The Rule for Pronoun Agreement

David Mansfield frequently goes against their own advice. She tells us that our pronouns must agree, but then it writes sentences like these two.

Did it hurt you to read those sentences? It hurt me to write them. But I wanted to illustrate what happens when pronouns are used improperly. The passage is much easier to read when the pronouns agree with each other and with the nouns to which they refer:

David Mansfield frequently goes against his own advice. He tells us that our pronouns must agree, but then he writes sentences like these two.

In this version, his and he agree with the antecedent David Mansfield, and our agrees with us. True, the passage does not make much sense anymore, since the pronouns are now correct. But you really shouldn't write sentences that depend on bad grammar to make sense.

Let's look again at the first sentence above and consider what it means for nouns and pronouns to agree:

David Mansfield frequently goes against his own advice.

First, note that the pronoun his has three characteristics:

  • It refers not to "I" or "you," but to a third person.
  • It refers to one person, not to several people.
  • It refers to a male.

Second, note that the proper noun David Mansfield has the same characteristics. Therefore, the noun and the pronoun agree, and the sentence is fine.

You can take any noun or pronoun and characterize it in these terms:

  • person: first (I/me/we/us), second (you/your), or third (he/him/his, she/her/hers, they/their, it/its)
  • number: singular or plural
  • gender: male, female, or neutral

Now for the general rule: Whenever you use a pronoun, make sure that it has the same person, number, and gender as its antecedent.

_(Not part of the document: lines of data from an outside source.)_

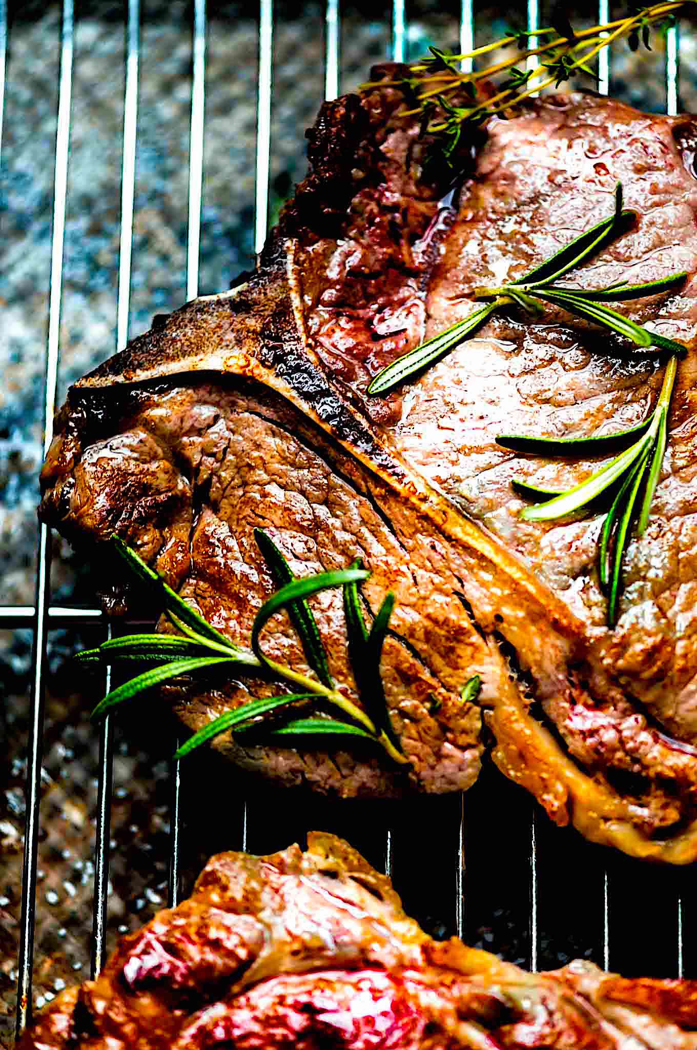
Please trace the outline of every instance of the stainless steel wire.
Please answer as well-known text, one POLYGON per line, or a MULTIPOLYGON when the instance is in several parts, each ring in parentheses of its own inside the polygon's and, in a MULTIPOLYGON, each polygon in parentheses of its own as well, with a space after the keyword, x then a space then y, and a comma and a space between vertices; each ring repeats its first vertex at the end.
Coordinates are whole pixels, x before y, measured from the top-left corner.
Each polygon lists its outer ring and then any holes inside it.
MULTIPOLYGON (((670 117, 678 112, 680 96, 679 28, 674 25, 666 35, 666 111, 670 117)), ((683 975, 682 950, 682 898, 676 901, 676 936, 678 976, 683 975)))
MULTIPOLYGON (((107 631, 111 637, 111 627, 107 631)), ((105 674, 105 693, 111 688, 111 669, 105 674)), ((94 822, 94 892, 92 897, 92 950, 90 973, 98 976, 106 952, 106 916, 109 897, 109 839, 111 832, 111 786, 113 782, 113 723, 107 715, 100 726, 100 757, 94 822)))
MULTIPOLYGON (((460 54, 467 55, 474 49, 474 10, 473 0, 462 0, 460 5, 460 54)), ((472 71, 472 60, 465 59, 462 63, 463 72, 472 71)))
MULTIPOLYGON (((72 0, 64 0, 61 19, 58 120, 56 127, 56 168, 54 174, 54 212, 48 299, 48 337, 44 386, 43 454, 50 445, 60 352, 60 319, 63 291, 63 248, 65 242, 65 205, 68 155, 70 149, 70 105, 72 96, 72 56, 75 19, 72 0)), ((39 843, 39 804, 41 797, 41 760, 43 757, 44 670, 46 630, 50 587, 50 530, 39 526, 37 578, 35 592, 33 680, 30 729, 26 758, 26 822, 22 875, 22 912, 20 919, 19 978, 17 990, 17 1033, 26 1027, 31 1009, 31 966, 34 962, 34 925, 37 888, 37 849, 39 843)))
POLYGON ((259 254, 269 225, 269 161, 271 156, 271 89, 273 75, 273 0, 260 0, 259 86, 256 109, 256 191, 254 251, 259 254))
MULTIPOLYGON (((528 33, 534 33, 535 29, 540 28, 540 0, 528 0, 528 33)), ((537 46, 537 37, 530 37, 528 40, 528 47, 537 46)), ((538 55, 529 55, 525 67, 528 71, 536 69, 540 65, 538 55)), ((533 92, 532 98, 534 99, 536 91, 533 92)))
POLYGON ((187 299, 198 295, 200 204, 204 187, 204 109, 206 83, 206 0, 193 8, 193 79, 189 135, 189 232, 187 236, 187 299))
MULTIPOLYGON (((610 0, 598 0, 597 18, 598 25, 605 25, 610 21, 610 0)), ((597 75, 599 93, 608 94, 610 91, 610 51, 607 47, 598 55, 597 75)), ((607 867, 603 872, 603 966, 606 970, 610 968, 610 879, 607 867)))
MULTIPOLYGON (((599 0, 598 18, 609 20, 609 0, 599 0)), ((138 127, 138 79, 139 79, 139 0, 128 2, 126 85, 124 99, 124 142, 122 165, 122 226, 119 266, 119 297, 117 309, 117 349, 122 349, 128 338, 131 246, 133 230, 133 201, 135 175, 135 145, 138 127)), ((538 0, 527 2, 528 30, 540 27, 538 0)), ((339 0, 326 0, 325 8, 325 68, 324 88, 328 99, 339 91, 339 46, 340 46, 339 0)), ((70 109, 73 65, 73 0, 64 0, 61 19, 59 107, 56 132, 56 168, 54 185, 52 238, 50 262, 49 315, 46 344, 44 435, 43 452, 48 449, 51 438, 52 418, 56 405, 58 366, 60 355, 60 315, 63 285, 63 250, 65 235, 65 209, 67 192, 67 171, 70 141, 70 109)), ((5 83, 5 56, 7 40, 7 5, 0 0, 0 148, 2 143, 2 114, 5 83)), ((532 42, 532 41, 531 41, 532 42)), ((474 43, 474 18, 472 0, 462 0, 460 18, 460 44, 463 51, 469 51, 474 43)), ((206 5, 205 0, 195 0, 193 20, 193 79, 191 90, 191 126, 189 159, 189 232, 187 248, 187 297, 193 298, 198 290, 198 260, 200 247, 200 217, 203 201, 204 162, 204 116, 205 116, 205 68, 206 68, 206 5)), ((392 8, 392 55, 395 61, 407 57, 406 9, 404 0, 393 0, 392 8)), ((534 68, 536 60, 529 60, 529 68, 534 68)), ((463 63, 465 68, 471 62, 463 63)), ((273 72, 273 0, 260 0, 259 8, 259 75, 257 97, 257 142, 256 142, 256 186, 255 186, 255 229, 254 247, 259 252, 267 234, 269 215, 269 172, 271 155, 271 102, 273 72)), ((607 52, 600 52, 598 61, 599 89, 608 93, 610 81, 610 60, 607 52)), ((679 38, 678 29, 672 28, 667 35, 666 46, 666 91, 667 110, 678 111, 679 98, 679 38)), ((23 1031, 30 1014, 31 965, 34 958, 34 902, 36 897, 37 849, 39 834, 39 803, 41 784, 44 666, 46 634, 50 626, 75 625, 77 623, 100 622, 104 618, 96 608, 50 606, 49 600, 50 534, 46 526, 41 526, 38 542, 38 565, 36 597, 34 606, 0 607, 1 626, 33 626, 33 685, 30 730, 27 749, 26 771, 26 834, 24 845, 24 867, 22 884, 22 915, 20 929, 20 958, 17 1005, 17 1033, 23 1031)), ((108 688, 108 680, 107 680, 108 688)), ((111 792, 112 734, 109 722, 105 722, 100 738, 100 780, 98 785, 98 818, 96 835, 96 882, 94 922, 92 944, 92 973, 98 973, 105 944, 105 915, 108 895, 108 852, 109 852, 109 808, 111 792)), ((181 775, 178 763, 173 763, 171 788, 171 860, 169 876, 169 899, 178 899, 179 860, 179 792, 181 775)), ((465 808, 461 800, 461 815, 458 836, 457 900, 456 921, 459 936, 464 932, 464 875, 465 875, 465 808)), ((247 848, 248 814, 242 816, 242 848, 247 848)), ((385 841, 385 870, 393 870, 393 833, 387 831, 385 841)), ((604 873, 603 885, 603 957, 606 968, 610 962, 609 949, 609 880, 604 873)), ((677 970, 683 973, 683 909, 682 900, 677 898, 677 970)), ((535 816, 531 821, 530 835, 530 962, 532 968, 538 959, 537 928, 537 840, 535 816)))
POLYGON ((339 44, 341 22, 339 0, 326 0, 324 17, 324 98, 336 99, 339 93, 339 44))
MULTIPOLYGON (((527 10, 528 33, 534 33, 540 28, 540 0, 528 0, 527 10)), ((537 46, 537 37, 528 39, 529 47, 537 46)), ((540 58, 536 55, 528 56, 526 68, 528 71, 534 70, 540 65, 540 58)), ((533 98, 536 92, 533 93, 533 98)), ((538 915, 537 915, 537 833, 535 827, 536 814, 534 808, 530 818, 530 969, 537 969, 538 949, 538 915)))
MULTIPOLYGON (((135 142, 138 136, 140 18, 140 0, 129 0, 128 21, 126 23, 126 82, 124 87, 124 134, 121 165, 121 236, 119 246, 119 291, 117 298, 117 351, 123 350, 128 341, 130 317, 133 198, 135 193, 135 142)), ((107 630, 107 636, 111 636, 110 626, 107 630)), ((111 671, 107 668, 105 692, 108 692, 110 688, 111 671)), ((113 724, 111 715, 107 715, 100 726, 97 821, 94 826, 92 978, 96 978, 101 972, 106 953, 112 784, 113 724)))
POLYGON ((393 0, 392 57, 393 62, 406 61, 405 0, 393 0))
POLYGON ((7 65, 7 0, 0 0, 0 159, 2 158, 2 116, 5 108, 6 65, 7 65))
MULTIPOLYGON (((597 23, 598 25, 607 25, 609 21, 610 0, 598 0, 597 23)), ((597 89, 600 94, 607 94, 610 90, 610 50, 608 47, 604 47, 597 57, 597 89)))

The following sentences all follow this rule and are therefore correct:

My father brought his coat.

My mother brought her coat.

My parents brought their coats.

Normally, errors in pronoun agreement have to do with number: students may use a singular pronoun with a plural noun, or a plural pronoun with a singular noun. Sometimes, though, pronoun errors have to do with person. For example, the pronoun one is third person, but in a sentence that begins with one, it's easy to lapse into first or second person later on:

Wrong: One should always leave your forwarding address.

Right: Students should always leave their forwarding address.

As this example suggests, the best way to avoid errors with one is to avoid using it entirely. Replace it with a plural noun or pronoun.